NEOLITHIC. Severed arms and the martyred limbs of six individuals lying at the bottom of a pit... This is the macabre discovery made by a team of archaeologists from the National Institute for Preventive Archaeological Research (Inrap) on the site of Echeinheim, near Strasbourg (Bas-Rhin). There, according to Philippe Lefranc, the person in charge of the excavations, a scene of massacre would have taken place in the Neolithic period, 4200 years ago before our era. It is in a vast silo, located in the heart of a fortified enclosure, that the complete remains of five adults and a teenager were unearthed. “Their bodies had numerous fractures to their lower limbs, as well as to their hands, ribs, pelvises or skulls. Their attackers have come down on them to tear them to pieces! “, explains Philippe Lefranc. That's not all. These human remains rubbed shoulders with other body fragments:four left supernumerary arms! "Which actually brings these findings to ten people, four of whom were represented by only one arm! “says the archaeologist.
In 2012, a previous "Neolithic carnage" was unearthed
Adult male with multiple fractures, found in a pit at the Neolithic site of Achenheim, Alsace.
© Michel Christen/Inrap.
This is not the first time that such traces of violence have been brought to light in France. In 2012, one of these "Neolithic carnages had already been described in the same region, in Bergheim, on a contemporary site. Eight individuals were then discovered "there too with amputated left upper limbs for seven of them!" . These isolated members intrigue researchers. Could these be war "trophies"? A hypothesis that Philippe Lefranc tends to favor for whom "meet twice these arms severed in contexts of violence can't be a coincidence ". These victims could thus have been executed captives.

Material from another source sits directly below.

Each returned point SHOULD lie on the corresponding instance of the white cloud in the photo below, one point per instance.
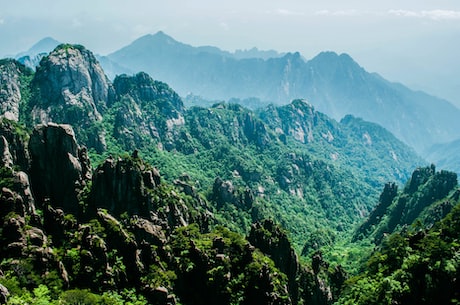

Already in 2006, human skeletons discovered in Schöneck-Kilianstädten in Germany testified to an even older immolation, dating back 7000 years. The unearthed bones were found to be exclusively male, with broken legs and shattered skulls. According to specialists, these killings would have been relatively common among the populations of farmers and herders in central Europe. The European Neolithic was far from having been a quiet period... Future genetic analyzes will no doubt be able to provide new information.